Muitas pessoas ainda não tinham contraído, ou se tinham tinha sido de forma assintomática. Então as medidas de contenção foram flexibilizadas e fomos voltando ao normal, não ao novo normal como dizia o Átila em suas lives no início da pandemia. Voltamos a nos aglomerar, o que era um temor alguns meses antes. Fomos deixando de lado o uso das máscaras, afinal estávamos todos vacinados, ou pelo menos deveríamos estar já que as vacinas estão disponíveis. Me recuso a falar sobre negacionista e pessoas sem consciência de que vacinas não são uma decisão pessoal, mas uma obrigação de todos pela saúde de seu corpo e de todas as pessoas.
E então, no meio do ano de 2022 os casos de infecção pelo vírus voltaram a subir. Entramos na 4ª onda da pandemia. Pessoas que nunca tinham apresentado sintomas começaram a testar positivo e relatar muitas dificuldades durante o período de contaminação e depois. Eu sou uma dessas pessoas.
Em uma quarta feira no final do mês de maio fui treinar capoeira, como fazia pelo menos duas vezes por semana, e não aguentei o treino. Senti uma fraqueza, um cansaço e falta de controle sobre o meu corpo que nunca tinha sentido antes. Parei o treino e fiquei estarrecida com aquilo que estava sentindo. Era algo novo e assustador. No dia seguinte me senti muito indisposta, mas ainda sem nenhuma outra manifestação. Fiquei em casa, já que meu trabalho é em home office e descansei o quanto pude, afinal, não tinha forças para fazer mais nada.

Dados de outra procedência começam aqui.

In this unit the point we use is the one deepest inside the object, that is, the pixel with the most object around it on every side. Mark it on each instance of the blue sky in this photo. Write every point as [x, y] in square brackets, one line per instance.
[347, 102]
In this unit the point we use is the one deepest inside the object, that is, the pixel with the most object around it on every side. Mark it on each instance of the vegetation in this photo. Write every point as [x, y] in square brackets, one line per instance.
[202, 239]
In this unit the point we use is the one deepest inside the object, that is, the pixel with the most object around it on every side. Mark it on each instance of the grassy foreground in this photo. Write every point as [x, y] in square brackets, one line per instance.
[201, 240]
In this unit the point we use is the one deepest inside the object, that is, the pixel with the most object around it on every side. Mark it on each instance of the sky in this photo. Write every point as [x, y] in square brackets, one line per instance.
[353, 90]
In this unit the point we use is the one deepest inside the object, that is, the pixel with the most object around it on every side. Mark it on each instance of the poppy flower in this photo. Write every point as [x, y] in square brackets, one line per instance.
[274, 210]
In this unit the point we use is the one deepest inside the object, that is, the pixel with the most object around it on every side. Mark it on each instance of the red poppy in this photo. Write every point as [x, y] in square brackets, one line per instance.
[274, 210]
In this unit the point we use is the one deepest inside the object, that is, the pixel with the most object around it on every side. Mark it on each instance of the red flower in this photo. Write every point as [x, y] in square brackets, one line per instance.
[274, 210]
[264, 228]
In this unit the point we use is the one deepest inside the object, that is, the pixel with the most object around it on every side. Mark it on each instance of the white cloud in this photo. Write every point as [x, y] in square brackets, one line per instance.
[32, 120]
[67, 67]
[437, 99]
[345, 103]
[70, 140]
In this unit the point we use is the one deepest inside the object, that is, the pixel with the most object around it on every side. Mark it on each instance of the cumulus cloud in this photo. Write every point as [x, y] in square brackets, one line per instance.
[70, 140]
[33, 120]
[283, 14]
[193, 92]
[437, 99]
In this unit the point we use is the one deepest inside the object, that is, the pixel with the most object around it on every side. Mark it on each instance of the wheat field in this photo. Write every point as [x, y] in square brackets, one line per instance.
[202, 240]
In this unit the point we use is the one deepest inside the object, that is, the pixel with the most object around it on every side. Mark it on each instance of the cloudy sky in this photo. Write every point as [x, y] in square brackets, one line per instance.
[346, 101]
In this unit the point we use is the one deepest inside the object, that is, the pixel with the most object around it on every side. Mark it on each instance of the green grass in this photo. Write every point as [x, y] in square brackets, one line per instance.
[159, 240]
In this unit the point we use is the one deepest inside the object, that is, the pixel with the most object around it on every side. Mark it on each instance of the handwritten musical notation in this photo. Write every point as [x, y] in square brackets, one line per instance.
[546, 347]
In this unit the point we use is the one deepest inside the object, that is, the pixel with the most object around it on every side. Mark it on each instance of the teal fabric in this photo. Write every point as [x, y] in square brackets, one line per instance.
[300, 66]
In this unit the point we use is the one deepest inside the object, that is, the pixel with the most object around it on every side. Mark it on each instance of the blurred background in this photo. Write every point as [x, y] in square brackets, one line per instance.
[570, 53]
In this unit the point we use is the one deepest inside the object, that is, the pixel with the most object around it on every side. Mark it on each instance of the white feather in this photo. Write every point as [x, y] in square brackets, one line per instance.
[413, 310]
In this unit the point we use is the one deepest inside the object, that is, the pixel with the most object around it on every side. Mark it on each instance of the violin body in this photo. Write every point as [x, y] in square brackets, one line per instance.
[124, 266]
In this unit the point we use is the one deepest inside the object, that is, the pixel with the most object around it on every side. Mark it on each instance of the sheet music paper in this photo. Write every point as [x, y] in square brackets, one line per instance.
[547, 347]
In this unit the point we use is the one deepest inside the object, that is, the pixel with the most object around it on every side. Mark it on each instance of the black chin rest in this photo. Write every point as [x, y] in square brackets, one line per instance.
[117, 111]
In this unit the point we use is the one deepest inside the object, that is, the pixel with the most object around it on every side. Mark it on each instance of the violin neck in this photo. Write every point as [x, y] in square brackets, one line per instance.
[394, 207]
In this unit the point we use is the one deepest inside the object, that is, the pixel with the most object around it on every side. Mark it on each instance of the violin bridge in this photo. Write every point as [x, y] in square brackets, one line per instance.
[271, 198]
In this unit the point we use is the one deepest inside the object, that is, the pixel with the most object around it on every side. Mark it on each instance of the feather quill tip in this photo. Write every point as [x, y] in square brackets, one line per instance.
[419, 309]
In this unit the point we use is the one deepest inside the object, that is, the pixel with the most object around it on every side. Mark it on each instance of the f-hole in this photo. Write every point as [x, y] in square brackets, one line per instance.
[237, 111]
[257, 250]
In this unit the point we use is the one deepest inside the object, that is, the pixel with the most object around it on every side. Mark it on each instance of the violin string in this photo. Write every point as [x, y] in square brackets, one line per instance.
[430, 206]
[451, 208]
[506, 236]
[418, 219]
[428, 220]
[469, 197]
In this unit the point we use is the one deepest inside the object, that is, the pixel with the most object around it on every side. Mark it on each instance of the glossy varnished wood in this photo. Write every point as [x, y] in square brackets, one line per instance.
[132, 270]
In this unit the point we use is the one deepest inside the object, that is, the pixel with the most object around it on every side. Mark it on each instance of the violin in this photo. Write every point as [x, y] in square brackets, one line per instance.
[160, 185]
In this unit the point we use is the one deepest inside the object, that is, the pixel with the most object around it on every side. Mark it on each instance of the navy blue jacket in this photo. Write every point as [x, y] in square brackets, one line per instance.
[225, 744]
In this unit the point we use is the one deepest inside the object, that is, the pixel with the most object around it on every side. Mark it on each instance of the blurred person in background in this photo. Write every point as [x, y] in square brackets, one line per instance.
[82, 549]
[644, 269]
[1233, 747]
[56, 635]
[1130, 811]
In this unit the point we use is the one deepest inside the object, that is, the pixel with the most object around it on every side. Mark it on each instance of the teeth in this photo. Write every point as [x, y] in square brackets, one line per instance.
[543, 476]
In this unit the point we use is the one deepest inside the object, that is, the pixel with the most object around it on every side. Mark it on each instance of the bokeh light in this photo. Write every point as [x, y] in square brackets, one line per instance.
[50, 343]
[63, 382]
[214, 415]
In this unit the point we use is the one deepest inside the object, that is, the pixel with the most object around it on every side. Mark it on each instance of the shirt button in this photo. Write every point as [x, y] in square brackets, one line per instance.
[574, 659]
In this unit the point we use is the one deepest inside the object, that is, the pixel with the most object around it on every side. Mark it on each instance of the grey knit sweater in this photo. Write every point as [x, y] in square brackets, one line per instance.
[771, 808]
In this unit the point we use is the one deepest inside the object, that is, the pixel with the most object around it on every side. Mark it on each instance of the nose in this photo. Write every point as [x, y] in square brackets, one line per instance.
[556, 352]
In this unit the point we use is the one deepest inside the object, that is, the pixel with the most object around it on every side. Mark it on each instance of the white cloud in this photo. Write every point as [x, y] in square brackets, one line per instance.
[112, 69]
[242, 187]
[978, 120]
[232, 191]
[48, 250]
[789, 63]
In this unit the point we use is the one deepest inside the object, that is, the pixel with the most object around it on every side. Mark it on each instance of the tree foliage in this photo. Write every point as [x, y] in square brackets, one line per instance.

Na sexta pela manhã, quando acordei, percebi que não tinha forças nem mesmo para ficar sentada. Meu corpo estava em exaustão. Fiz minha terapia on-line logo cedo e ainda descrevi para a minha psicóloga que o que eu sentia, parecia um quadro de depressão profunda, mas não entendia como e porque uma depressão se manifestaria do dia para noite, ainda mais em uma das melhores fases da minha vida.
Eu estava a todo vapor! Trabalhando, treinando capoeira, indo pro samba, fiz novos amigos, estava empolgada com a produção de um documentário sobre o meu Mestre de capoeira. Tinha planos de vida, projetos de futuro, ações no presente. Não tinha como ser depressão o que eu estava vivendo, mesmo que, em meu corpo, parecesse.
Os sintomas foram súbitos e, em algumas horas, vieram as dores. Uma cólica intestinal que me fez gritar e quase desmaiar de dor. Depois as dores foram nas articulações e músculos. O sono era tão intenso que tive que desmarcar todos os meus pacientes. Não pude atender ninguém naquele dia e também na próxima semana. No final da tarde fiz uma febre e logo busquei atendimento médico na UPA próxima a minha casa. O médico afirmou categoricamente que era dengue. Voltei pra casa e, dois dias depois, percebi que o paladar e olfato estavam prejudicados. Era um domingo e fiquei desesperada quando cheirei o pó de café, os óleos essenciais e tantas outras coisas e meu olfato não respondia.
No dia seguinte, segunda-feira, fui fazer o exame e recebi o positivo para Covid-19. Me recordei de tudo o que descrevi no início desse relato e tive muito medo. Eu estava agora contaminada por um vírus que matou muita gente. Mesmo vacinada, com as três doses de vacina que era o quadro completo até aquele momento, os sintomas eram fortes. Fiquei grata a ciência e aos SUS pelas vacinas, se eu não tivesse vacinada nem quero imaginar como seria passar por isso. Então, foquei em apenas deixar meu corpo repousar o quanto pedia, até porque eu não conseguia fazer nada além de dormir. Segui os dias buscando me alimentar bem, mesmo que sem fome alguma, e me mantendo hidratada. A expectativa era que em alguns dias tudo iria passar e eu iria poder voltar à minha rotina agitada e animada.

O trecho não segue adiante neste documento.